In general, I don't like the idea of making the DAGCombiner::reassociateOpsCommutative take into account the divergence.

We have 2 different heuristics to apply in the hope they make a profit.

Considering the arithmetic sub-tree user as root:

1. keep commutative binary operation with one constant operand as close to the root in the tree as possible. This lets memory access patterns take advantage of the constant offset.
2. given that the constant operand is uniform and the divergent node may use a uniform node but not vice-versa, keep the commutative binary operation with one constant operand as outer in the tree as possible in hope that it will be selected to the scalar operation.

        t104: i32 = shl [ORD=15] [ID=17] # D:1 t27, Constant:i32<2> [ID=9]
      t105: i64 = zero_extend [ORD=15] [ID=19] # D:1 t104
    t31: i64 = add [ORD=15] [ID=29] # D:1 t97, t105
  t33: i64 = add [ORD=16] [ID=31] # D:1 t31, Constant:i64<4> [ID=6]
t50: i32,ch = load<(load (s32) from %ir.b_ptr, addrspace 1)> [ORD=18] [ID=33] # D:1 t0, t33, undef:i64 [ID=2] # D:0

In the example above constant goes to the offset field in the load and the rest of the arithmetic sub-tree form the base. Since it is exposed to further combining, we end up with the simple move instead of 2 additions. Hence, the reassociation moving the constant to the operation that is uniform is not profitable here.

In our XOR example, we'd like to move constant operand up to another xor that already has one operand uniform.
To not introduce yet another regression fixing the current one, we would have to expose the heuristics details to the common code. For example: moving constant operand up in the commutative pattern is good if it is XOR but is unwanted if it is ADD that is the base of the load or store.
In general, it is a good idea to let the target decide if the concrete operation reassociation is profitable. So we may want to add TargetLoweringInfo::reassociateOpsCommutative hook to let the target attempt and then apply general reassociation if the target has not changed the pattern.

I like this in general. @foad?

Overall this seems reasonable.

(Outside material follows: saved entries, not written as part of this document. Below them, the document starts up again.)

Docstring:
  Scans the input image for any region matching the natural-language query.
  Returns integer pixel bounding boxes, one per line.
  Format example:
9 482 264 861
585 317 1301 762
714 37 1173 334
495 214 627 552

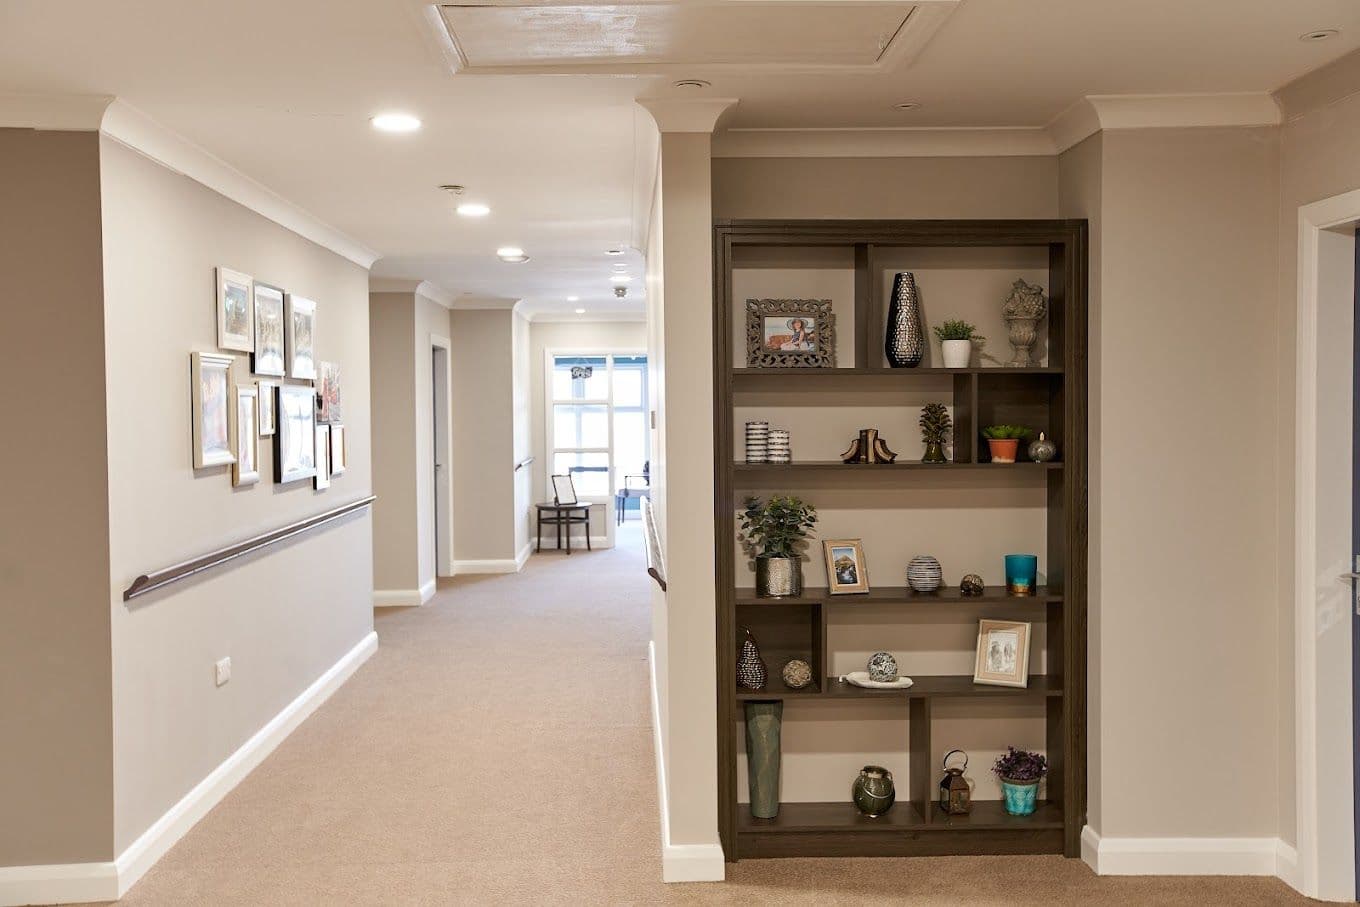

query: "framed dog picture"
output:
973 619 1031 688
823 539 868 594
745 299 835 369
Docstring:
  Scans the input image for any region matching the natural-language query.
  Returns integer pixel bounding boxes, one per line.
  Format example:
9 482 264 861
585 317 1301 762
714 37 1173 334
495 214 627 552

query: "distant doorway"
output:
432 340 453 577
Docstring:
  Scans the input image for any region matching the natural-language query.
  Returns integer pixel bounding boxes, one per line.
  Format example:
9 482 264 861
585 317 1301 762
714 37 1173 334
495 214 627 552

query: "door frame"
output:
431 334 454 577
1294 188 1360 901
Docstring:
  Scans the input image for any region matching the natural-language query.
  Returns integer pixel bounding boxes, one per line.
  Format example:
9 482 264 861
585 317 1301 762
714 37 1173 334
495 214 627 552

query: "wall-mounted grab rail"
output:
514 456 535 472
122 495 376 601
641 495 666 592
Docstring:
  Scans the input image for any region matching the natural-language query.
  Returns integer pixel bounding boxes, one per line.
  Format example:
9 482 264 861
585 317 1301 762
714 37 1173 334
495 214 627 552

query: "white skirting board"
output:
1082 826 1301 887
0 631 378 907
649 641 725 883
454 543 535 575
372 580 436 608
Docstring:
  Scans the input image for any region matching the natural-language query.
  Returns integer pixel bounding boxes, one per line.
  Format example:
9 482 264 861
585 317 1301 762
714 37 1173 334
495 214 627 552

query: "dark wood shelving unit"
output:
714 218 1087 862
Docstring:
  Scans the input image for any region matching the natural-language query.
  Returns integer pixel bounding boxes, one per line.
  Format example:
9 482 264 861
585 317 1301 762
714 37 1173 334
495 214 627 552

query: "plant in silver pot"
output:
740 495 818 598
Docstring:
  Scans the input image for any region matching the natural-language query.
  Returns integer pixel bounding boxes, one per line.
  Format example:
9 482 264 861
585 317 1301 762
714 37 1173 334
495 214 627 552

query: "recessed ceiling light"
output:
1300 28 1340 41
496 246 528 262
566 295 580 302
575 308 586 314
610 274 632 283
673 79 711 89
371 112 422 133
894 102 920 111
612 263 628 272
605 248 625 256
456 202 491 217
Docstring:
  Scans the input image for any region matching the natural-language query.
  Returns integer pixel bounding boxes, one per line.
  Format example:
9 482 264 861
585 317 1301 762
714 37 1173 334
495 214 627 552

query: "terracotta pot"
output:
987 438 1019 463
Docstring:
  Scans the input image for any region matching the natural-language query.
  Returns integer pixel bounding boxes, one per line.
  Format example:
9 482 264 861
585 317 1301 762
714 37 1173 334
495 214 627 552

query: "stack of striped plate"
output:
745 421 769 463
767 429 792 464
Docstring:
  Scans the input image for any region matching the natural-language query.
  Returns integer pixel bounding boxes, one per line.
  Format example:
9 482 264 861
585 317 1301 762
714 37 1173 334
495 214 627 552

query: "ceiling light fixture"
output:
575 308 586 314
457 202 491 217
612 263 628 272
371 112 422 133
673 79 712 89
496 246 529 262
566 295 580 302
894 102 920 111
605 248 625 256
610 274 632 283
1300 28 1340 41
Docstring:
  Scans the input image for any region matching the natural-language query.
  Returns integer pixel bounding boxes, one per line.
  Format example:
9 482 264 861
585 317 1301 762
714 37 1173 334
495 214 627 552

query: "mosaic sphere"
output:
781 659 814 690
959 574 985 597
867 651 898 683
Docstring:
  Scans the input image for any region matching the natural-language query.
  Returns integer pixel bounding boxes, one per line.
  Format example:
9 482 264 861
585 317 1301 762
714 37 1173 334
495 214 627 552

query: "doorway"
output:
432 339 453 577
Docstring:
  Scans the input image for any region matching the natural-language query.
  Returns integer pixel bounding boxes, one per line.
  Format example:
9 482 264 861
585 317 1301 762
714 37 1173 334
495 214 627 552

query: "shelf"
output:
736 585 1060 607
732 367 1062 379
737 800 1062 834
736 674 1061 701
734 460 1062 471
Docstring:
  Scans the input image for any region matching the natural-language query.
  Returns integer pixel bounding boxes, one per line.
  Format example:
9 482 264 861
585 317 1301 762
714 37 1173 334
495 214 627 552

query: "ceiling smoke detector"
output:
1300 28 1340 41
673 79 712 89
614 287 628 298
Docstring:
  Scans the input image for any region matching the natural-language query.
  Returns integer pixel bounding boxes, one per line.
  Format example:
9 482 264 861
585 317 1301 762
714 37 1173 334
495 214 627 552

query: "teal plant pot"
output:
1000 778 1039 816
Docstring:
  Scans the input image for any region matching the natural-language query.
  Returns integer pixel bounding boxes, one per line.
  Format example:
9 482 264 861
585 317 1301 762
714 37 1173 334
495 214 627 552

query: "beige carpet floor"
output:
104 524 1309 905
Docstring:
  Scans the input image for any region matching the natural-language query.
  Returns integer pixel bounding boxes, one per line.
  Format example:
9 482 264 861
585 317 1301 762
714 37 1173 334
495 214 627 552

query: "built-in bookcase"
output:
713 219 1087 861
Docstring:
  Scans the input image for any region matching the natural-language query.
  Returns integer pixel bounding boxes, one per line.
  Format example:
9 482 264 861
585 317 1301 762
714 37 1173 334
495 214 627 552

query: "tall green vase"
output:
744 701 783 819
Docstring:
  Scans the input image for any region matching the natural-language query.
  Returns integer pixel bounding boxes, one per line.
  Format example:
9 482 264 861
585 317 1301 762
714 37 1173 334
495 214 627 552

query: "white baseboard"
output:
452 557 521 574
515 541 532 570
1275 840 1300 891
0 631 378 907
1081 825 1293 877
372 580 435 608
649 640 725 883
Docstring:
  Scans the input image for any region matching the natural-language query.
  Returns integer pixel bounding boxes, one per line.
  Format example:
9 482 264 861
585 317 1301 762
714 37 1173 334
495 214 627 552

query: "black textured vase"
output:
737 627 768 690
885 271 925 368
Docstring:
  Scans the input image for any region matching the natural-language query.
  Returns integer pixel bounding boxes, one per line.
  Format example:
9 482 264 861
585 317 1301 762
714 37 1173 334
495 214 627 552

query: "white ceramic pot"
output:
941 339 972 368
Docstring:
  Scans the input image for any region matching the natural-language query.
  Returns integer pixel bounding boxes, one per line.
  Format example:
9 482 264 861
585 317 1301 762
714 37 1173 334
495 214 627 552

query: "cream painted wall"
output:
369 292 420 592
99 137 375 853
0 128 115 866
528 319 649 540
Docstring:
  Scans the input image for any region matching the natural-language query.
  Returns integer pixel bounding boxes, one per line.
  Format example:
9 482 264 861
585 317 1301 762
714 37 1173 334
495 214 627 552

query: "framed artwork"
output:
191 352 236 469
317 360 341 423
216 267 254 353
274 383 316 483
823 539 869 594
256 380 277 437
745 299 835 369
286 294 317 380
251 283 286 376
329 423 347 476
973 619 1032 688
313 423 331 491
231 384 260 487
551 473 578 505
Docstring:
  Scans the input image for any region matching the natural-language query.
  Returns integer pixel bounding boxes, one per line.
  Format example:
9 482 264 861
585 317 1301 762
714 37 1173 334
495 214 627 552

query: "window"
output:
548 353 649 499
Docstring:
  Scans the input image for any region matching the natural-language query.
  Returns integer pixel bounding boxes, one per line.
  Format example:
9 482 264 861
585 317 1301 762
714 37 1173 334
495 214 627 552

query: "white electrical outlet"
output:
215 657 231 687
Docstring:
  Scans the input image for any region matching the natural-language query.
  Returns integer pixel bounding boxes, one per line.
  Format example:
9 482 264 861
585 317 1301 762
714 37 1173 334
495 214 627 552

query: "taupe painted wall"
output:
100 137 374 853
414 294 452 584
0 129 115 865
369 292 420 592
512 312 532 555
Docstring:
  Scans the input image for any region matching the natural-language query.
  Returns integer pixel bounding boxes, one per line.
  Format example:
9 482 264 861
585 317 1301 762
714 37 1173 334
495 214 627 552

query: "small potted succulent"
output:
933 320 985 369
919 403 951 464
982 425 1031 464
993 747 1048 816
739 495 818 598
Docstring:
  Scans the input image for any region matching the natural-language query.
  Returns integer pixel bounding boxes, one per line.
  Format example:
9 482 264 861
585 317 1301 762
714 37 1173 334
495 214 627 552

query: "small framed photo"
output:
251 283 286 376
286 294 317 380
551 474 578 505
231 384 260 487
274 383 317 483
216 267 254 353
257 380 277 437
745 299 835 369
313 423 331 490
329 423 347 476
317 360 341 423
973 619 1032 688
191 352 236 469
823 539 869 594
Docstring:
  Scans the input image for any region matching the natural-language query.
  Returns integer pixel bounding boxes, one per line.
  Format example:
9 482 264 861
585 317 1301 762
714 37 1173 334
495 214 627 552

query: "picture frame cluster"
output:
191 266 346 492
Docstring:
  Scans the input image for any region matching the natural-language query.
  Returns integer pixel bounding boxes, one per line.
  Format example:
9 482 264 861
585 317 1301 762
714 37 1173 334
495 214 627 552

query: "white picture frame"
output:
329 423 347 476
216 267 254 353
317 360 341 423
231 384 260 487
251 283 286 376
551 473 577 505
191 352 236 469
256 380 277 437
313 423 331 491
973 619 1032 688
286 295 317 380
274 383 316 483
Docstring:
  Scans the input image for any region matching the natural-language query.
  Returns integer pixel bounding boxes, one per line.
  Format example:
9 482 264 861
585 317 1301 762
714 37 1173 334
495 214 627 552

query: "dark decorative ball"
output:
867 651 898 683
959 574 985 597
782 659 813 690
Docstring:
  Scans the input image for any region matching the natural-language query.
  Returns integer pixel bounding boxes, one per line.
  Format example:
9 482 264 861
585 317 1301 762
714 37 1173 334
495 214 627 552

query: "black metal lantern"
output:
938 749 972 816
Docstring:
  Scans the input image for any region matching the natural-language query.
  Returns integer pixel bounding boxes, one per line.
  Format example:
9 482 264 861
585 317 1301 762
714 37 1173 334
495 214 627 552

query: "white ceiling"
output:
2 0 1357 318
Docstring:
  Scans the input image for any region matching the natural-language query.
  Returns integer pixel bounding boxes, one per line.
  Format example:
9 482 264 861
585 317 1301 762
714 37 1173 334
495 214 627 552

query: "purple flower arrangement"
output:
993 747 1049 783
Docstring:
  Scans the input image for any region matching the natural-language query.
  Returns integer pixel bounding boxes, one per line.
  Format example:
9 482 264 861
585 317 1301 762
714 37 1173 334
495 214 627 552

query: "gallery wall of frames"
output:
191 267 348 491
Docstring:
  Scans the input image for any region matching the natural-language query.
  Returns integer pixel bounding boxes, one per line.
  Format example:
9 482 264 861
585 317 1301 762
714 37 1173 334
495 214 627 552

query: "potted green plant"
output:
932 320 984 368
739 495 818 597
919 403 951 464
992 747 1048 816
982 425 1032 463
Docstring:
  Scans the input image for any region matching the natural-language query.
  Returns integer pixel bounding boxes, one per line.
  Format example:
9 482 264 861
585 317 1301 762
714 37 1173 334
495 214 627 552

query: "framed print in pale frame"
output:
317 360 341 423
973 619 1031 688
313 423 331 491
274 383 316 483
822 539 869 594
256 380 277 437
551 473 577 505
231 384 260 487
251 283 286 376
191 352 236 469
329 423 347 476
216 267 254 353
286 294 317 380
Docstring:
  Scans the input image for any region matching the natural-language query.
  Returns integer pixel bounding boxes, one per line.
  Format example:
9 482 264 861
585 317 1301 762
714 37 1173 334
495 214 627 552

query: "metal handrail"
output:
641 495 666 591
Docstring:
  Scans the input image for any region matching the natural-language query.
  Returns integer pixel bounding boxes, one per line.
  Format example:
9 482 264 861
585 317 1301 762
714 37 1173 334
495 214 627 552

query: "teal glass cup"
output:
1004 554 1038 596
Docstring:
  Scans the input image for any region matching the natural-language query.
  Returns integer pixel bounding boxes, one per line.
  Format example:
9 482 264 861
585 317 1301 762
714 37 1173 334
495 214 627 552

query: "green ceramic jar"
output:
852 765 896 817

The only alternative I can think of would need more complicated isel patterns that do the reassociation gated by predicates that check the divergence, something like:

let Predicate = doesNotHaveXNOR in
def : GCNPat<
  (i32 (xor (xor_oneuse i32:$src0, i32:$src1), i32:$src2)),
  (i32 (V_XOR_B32 $src0, (V_XOR_B32 $src1, $src2))),
  [{ return src0->isDivergent() && !src1->isDivergent() && !src2->isDivergent(); }]
>;

... and lots of commuted versions of the same thing, and the same for any other isel pattern that matches something that could be reassoicated. So that doesn't sound very scalable.

Currently not (xor_one_use) pattern is always selected to S_XNOR irrelative od the node divergence.

"irrelative od" -> "irrespective of" or "regardless of".

Initial DAG

I guess this particular case could be handled by improving the v_perm matching in SITargetLowering::performOrCombine, e.g. add a cases for both of:

or (op x, c1), c2 -> perm x, x, permute_mask(c1, c2)
or (perm x, x, c1), (op y, c2) -> perm x, y, permute_mask(c1, c2)

Or a single big case that handles:

or (or (op x, c1), c2), (op y, c3) -> perm x, y, permute_mask(c1, c2, c3)

Initial DAG

LGTM provided comments are fixed.

In D116270#3267210, @rampitec wrote:

LGTM provided comments are fixed.

Fixed. Now, could you please accept?

Looks reasonable, just some minor comments.